The ads went out the following week.
It had turned out to be an overwhelming success, because Mary Hodges realized early in her new career as Herself that management training didn't have to mean sitting people down in front of unreliable slide projectors. Firms expected far more than that these days.
She provided it.
– – -
Crowley sank down with his back against a statue. Aziraphale had already toppled backward into a rhododendron bush, a dark stain spreading across his coat.
Crowley felt dampness suffusing his own shirt.

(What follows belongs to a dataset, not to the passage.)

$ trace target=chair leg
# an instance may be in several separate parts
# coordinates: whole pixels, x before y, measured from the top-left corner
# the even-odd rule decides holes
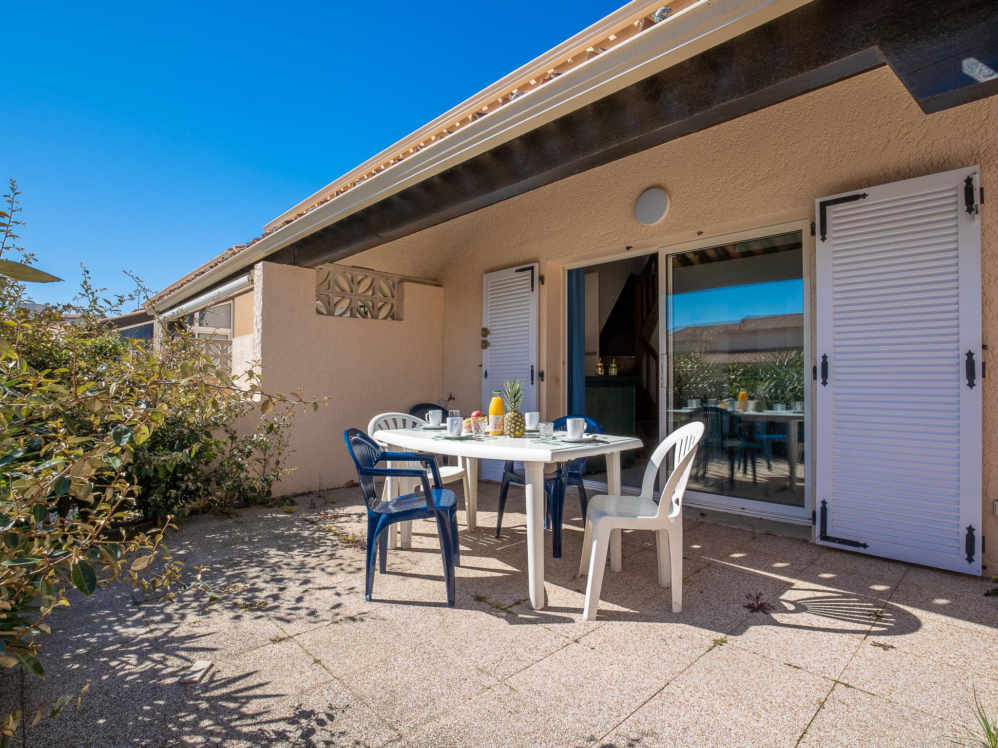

This was ridiculous. The last thing he needed now was to be killed. It would require all sorts of explanations. They didn't hand out new bodies just like that; they always wanted to know what you'd done with the old one. It was like trying to get a new pen from a particularly bloody‑minded stationery department.
He looked at his hand in disbelief.
Demons have to be able to see in the dark. And he could see that his hand was yellow. He was bleeding yellow.
Gingerly, he tasted a finger.
Then he crawled over to Aziraphale and checked the angel's shirt. If the stain on it was blood, something had gone very wrong with biology.
"Oo, that stung," moaned the fallen angel. "Got me right under the ribs."
"Yes, but do you normally bleed blue?" said Crowley.
Aziraphale's eyes opened. His right hand patted his chest. He sat up. He went through the same crude forensic self‑examination as Crowley.
"Paint?" he said.
Crowley nodded.
"What're they playing at?" said Aziraphale.
"I don't know," said Crowley, "but I think it's called silly buggers." His tone suggested that he could play, too. And do it better.
It was a game. It was tremendous fun. Nigel Tompkins, Assistant Head (Purchasing), squirmed through the undergrowth, his mind aflame with some of the more memorable scenes of some of the better Clint Eastwood movies. And to think he'd believed that management training was going to be boring, too . . .
There had been a lecture, but it had been about the paint guns and all the things you should never do with them, and Tompkins had looked at the fresh young faces of his rival trainees as, to a man, they resolved to do them all if there was half a chance of getting away with it. If people told you business was a jungle and then put a gun in your hand, then it was pretty obvious to Tompkins that they weren't expecting you to simply aim for the shirt; what it was all about was the corporate head hanging over your fireplace.